Well, if he acted like a silent movie star before announcing his first budget, then his actual budget address and his recent interview with me have been treated with the fanfare of a big- budget Hollywood blockbuster.
In his budget address, Corbett struck the theme that the commonwealth is facing a $4 billion hole, and what he calls the "education industry" shouldn't be insulated from helping to fill it. This has led to proposed cutbacks in state funding for local school districts, but the most controversial cutbacks involve Pennsylvania colleges and universities that receive significant state funding.
Corbett is particularly locked in combat with Penn State.
To many in this area, Penn State is Joe Pa and Nittany Lions football. But the reality goes far beyond the gridiron. Penn State is a behemoth with a $4 billion annual budget and 47,000 employees, enough people to fill nearly half of Beaver Stadium (compared with 96,000 students, an amazing ratio).
Do you think it's possible that Penn State could tighten its budget belt a notch or two?
The reaction of Penn State President Graham Spanier to the Corbett cuts of over half of the current state subsidy was to threaten Armageddon. He almost immediately said he'd shut campuses. Not one Spanier sound bite was devoted to looking in the financial mirror.

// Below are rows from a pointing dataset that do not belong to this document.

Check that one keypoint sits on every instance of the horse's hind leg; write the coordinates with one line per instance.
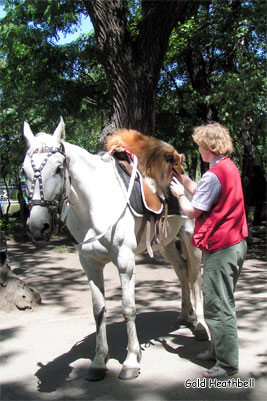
(193, 259)
(131, 365)
(94, 271)
(173, 256)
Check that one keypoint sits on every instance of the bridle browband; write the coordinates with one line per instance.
(38, 177)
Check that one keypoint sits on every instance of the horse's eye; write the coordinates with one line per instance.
(59, 170)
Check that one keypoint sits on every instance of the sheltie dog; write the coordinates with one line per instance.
(156, 159)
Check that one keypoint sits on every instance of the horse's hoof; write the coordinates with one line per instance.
(129, 373)
(96, 374)
(201, 333)
(182, 321)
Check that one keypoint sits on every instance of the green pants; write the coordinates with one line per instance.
(221, 272)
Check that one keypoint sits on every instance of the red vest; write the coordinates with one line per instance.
(225, 224)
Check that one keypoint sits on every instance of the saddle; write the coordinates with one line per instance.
(144, 201)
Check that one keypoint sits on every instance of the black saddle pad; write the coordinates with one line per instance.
(136, 200)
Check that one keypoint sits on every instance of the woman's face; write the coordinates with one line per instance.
(207, 155)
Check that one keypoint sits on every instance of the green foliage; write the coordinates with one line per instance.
(215, 64)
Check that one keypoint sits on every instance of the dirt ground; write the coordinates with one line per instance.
(46, 352)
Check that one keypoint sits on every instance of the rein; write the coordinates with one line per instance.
(38, 177)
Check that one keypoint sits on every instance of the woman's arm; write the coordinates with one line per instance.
(178, 190)
(190, 185)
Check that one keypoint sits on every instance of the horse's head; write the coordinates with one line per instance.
(44, 169)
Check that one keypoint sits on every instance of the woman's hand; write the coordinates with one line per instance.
(176, 188)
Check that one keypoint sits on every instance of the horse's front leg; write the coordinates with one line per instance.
(173, 256)
(94, 272)
(131, 365)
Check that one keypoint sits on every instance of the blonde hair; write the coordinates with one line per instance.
(214, 137)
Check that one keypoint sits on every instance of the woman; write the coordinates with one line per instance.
(220, 229)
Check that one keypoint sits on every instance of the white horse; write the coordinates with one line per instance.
(101, 221)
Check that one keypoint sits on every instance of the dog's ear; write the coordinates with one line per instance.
(169, 157)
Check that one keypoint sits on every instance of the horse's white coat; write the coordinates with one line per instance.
(97, 200)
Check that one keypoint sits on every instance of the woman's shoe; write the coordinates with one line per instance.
(206, 356)
(217, 372)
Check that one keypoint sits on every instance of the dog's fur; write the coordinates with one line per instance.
(156, 159)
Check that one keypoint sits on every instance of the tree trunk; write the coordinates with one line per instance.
(132, 60)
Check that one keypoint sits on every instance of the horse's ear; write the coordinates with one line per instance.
(59, 133)
(28, 135)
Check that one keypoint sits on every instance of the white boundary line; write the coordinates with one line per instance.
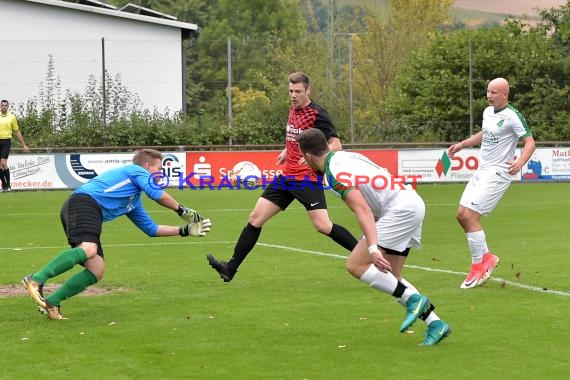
(495, 279)
(292, 249)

If you think Gov. Chris Christie in New Jersey took on a Goliath in the New Jersey teachers' union, Corbett is in the ring with an equal foe in Penn State and the other Big College fat cats in Pennsylvania. Good for him.
Corbett told me: "I was sorely disappointed that the first reaction from Penn State was to say that this is a catastrophic budget. This is going to cause them to raise tuition and maybe close campuses. Rather than say, 'Let's talk a little and see what we can do. Let's do what every other business, what every other family is doing. Let's tighten our belts and see where we can save money.' "

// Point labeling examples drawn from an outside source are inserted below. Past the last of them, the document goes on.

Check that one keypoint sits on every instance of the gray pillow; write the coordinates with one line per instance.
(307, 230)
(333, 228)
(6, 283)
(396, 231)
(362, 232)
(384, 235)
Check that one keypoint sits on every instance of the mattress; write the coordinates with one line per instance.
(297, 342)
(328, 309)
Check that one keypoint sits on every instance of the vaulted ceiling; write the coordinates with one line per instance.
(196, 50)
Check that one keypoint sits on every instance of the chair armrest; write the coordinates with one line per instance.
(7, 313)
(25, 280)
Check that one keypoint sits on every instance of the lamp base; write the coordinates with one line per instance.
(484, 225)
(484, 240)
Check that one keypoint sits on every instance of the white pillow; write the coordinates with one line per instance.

I agree with Corbett's position and his common-sense reaction. Penn State and the other colleges immediately make this about middle-class kids and start the mantra that Corbett is trying to turn Pennsylvania into a higher-education wasteland.
On my radio show, Corbett went on to provide a good deal of context to these issues with Penn State. He told me, about the state share of the PSU budget, "We proposed cutting them 50 percent, which is only 4 percent of their overall budget.

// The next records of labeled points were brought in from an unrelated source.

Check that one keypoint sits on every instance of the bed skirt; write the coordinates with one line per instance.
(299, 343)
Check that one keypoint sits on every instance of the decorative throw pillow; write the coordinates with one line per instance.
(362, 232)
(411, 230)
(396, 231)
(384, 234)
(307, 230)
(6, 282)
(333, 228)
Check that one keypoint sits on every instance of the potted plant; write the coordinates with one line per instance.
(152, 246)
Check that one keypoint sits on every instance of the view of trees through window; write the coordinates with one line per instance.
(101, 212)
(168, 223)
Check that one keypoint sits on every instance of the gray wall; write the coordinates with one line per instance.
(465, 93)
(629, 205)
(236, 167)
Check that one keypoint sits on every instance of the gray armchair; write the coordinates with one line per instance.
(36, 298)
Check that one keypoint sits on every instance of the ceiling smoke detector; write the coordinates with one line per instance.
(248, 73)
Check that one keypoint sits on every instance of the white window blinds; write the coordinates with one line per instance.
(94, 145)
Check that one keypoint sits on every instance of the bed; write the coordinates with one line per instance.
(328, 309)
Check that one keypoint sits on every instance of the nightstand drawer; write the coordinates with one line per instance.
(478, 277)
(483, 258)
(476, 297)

"Later, I discover that over the last 10 years, they received $3.5 billion from the state for their budget. At the same time, they increased tuition 110 percent.
"Even when they were getting state money, they continued to increase tuition. It went from $6,000 and some odd dollars to $14,000 and some odd dollars. Can you imagine a family that has two kids maybe five or six years apart seeing the difference in those tuitions?"
Corbett is correct. Penn State, according to USA Today, is routinely the state university nationwide with the highest tuition. One fact that might explain that bears repeating: 96,000 students - and 47,000 full-time employees, an enormous number of people.
Probably the most heated rhetoric between Corbett and the higher-education activists revolves around the charge that Corbett is balancing his budget on the backs of middle-class students and the middle class in general. This angers Corbett, and he's made the point to me that the first reflex of Spanier and others has been to raise tuition - refusing to cut any of their spending - and balance the budget . . . on the backs of the students and their families.
I agree with Corbett that his budget is just a proposal and a chance to examine why the cost of college is so high. Why is Big College immune from the same financial imperatives that businesses and families have to abide by? You don't have to be a math professor or MBA to realize that Big College budgets, like their tuition, only go in one direction: up.
I've also written about state-funded Lincoln University, which continues to employ journalism professor Kaukab Siddique, who has called for the violent destruction of Israel, is a Holocaust denier and the editor of publications that promote major Holocaust deniers. More examples of your tax dollars not at work.
So I think it's time for Pennsylvania taxpayers to examine the staggering costs of higher education in the state.
It's time to tell the educrats who run these ivory towers that there is a new reality.